Nandru’s voice issued from the palm console. ‘Well, that’s a moot point,’ he said. ‘I guess that’s what I am now, but I wasn’t always like this. You’ve caught me on a bad day.’
‘You are a cerebral download,’ Aconite said, disapproval in her voice. ‘Yes, I see. A military log-tac computer with secure com-link, and the facility set for partial download of tactical information in the event of death. It would seem the level of redundancy was excessive and that you took advantage of that. So dead soldier, what is your name?’
‘Nandru. And I resent being addressed that way, that’s… thanatist.’
With a snort, Aconite switched off the console and dropped it back into the compartment beside Polly. Turning away, she snapped her fingers, and the robot began to follow her again.
I think she likes me.
Mounting the slope, the robot did not tilt in the least. With its back legs stretching down at full extension, its front legs bent double like a spider’s, it maintained Polly perfectly level as it climbed the incline. Soon they reached the basalt slab and, as Polly twisted to look round, they began heading for the arched entrance. Close up, Polly saw that the building was huge.
Then through the entrance and crossing a wide room, with arched windows all around, containing the chaotic glinting of metal and glass—insectile sculptures or esoteric machines, Polly could not tell. A whoomph as the entrance closed behind them, then a breeze stirring up Polly’s hair. The mask coming away from her face with a sucking sound. Also unmasked, Aconite picked her up from the robot’s container and briefly Polly glimpsed golden eyes amid lopsided but not unattractive features. Then bright aseptic light and a soft table underneath her, clothing cut away, something cold against her chest—then a stabbing pain and a sense of movement inside her chest. Abrupt unconsciousness followed.

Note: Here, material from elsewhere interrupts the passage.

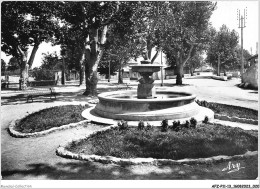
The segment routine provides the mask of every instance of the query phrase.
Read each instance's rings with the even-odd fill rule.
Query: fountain
[[[119,120],[125,120],[130,125],[137,125],[138,121],[143,120],[154,126],[159,126],[163,119],[181,122],[191,117],[198,122],[204,120],[205,116],[213,119],[213,111],[200,107],[195,102],[194,94],[155,89],[151,76],[160,71],[161,65],[144,60],[141,64],[131,67],[132,71],[139,72],[142,76],[137,91],[99,94],[99,103],[83,111],[83,117],[103,124],[115,124]]]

On waking, after long oblivion, to find some flesh miraculously back on her bones, Nandru told her, He’s her brother.
And only later did she learn that she was the first of Cowl’s samples to survive.
The cold and piercingly bright light of the full moon precluded sleep, as did the itching underneath his dead tor. Sitting in the tent, Tack picked at the edges of the thing as if it was a huge scab, and just like a scab it began to peel away from his flesh, but was frangible and snapped like charcoal. Revealed underneath it was pink scar tissue—forming so fast because of the Heliothane boosting of his body. He continued snapping away pieces of the tor and, bit by bit, broke the thing off. His arm looked grotesque and felt as if it had been burnt, so he quickly applied a wound dressing taken from his pack. His arm ached as well as itched and he realized he had very little chance of sleep now.
Once masked and outside again, Tack collapsed his shelter and stowed it away. Taking up his pack once more, he rounded the boulder and headed off. Cowl’s citadel now glowed both with internal light and reflected moonlight, looking even more beautiful. Tack observed it in awe for a while, wondering why he had expected something ugly. Then he negotiated the steep slope down to the plain.
Within an hour he was back on level ground, then walking fast down a watercourse that wound in the general direction of the peninsula. He chose this route as a precaution against there being motion detectors aimed out across the plain above him. He suspected, though, that Cowl, if he entertained at all the possibility of the Heliothane getting through to him, would expect from them a massive assault, not a lone assassin.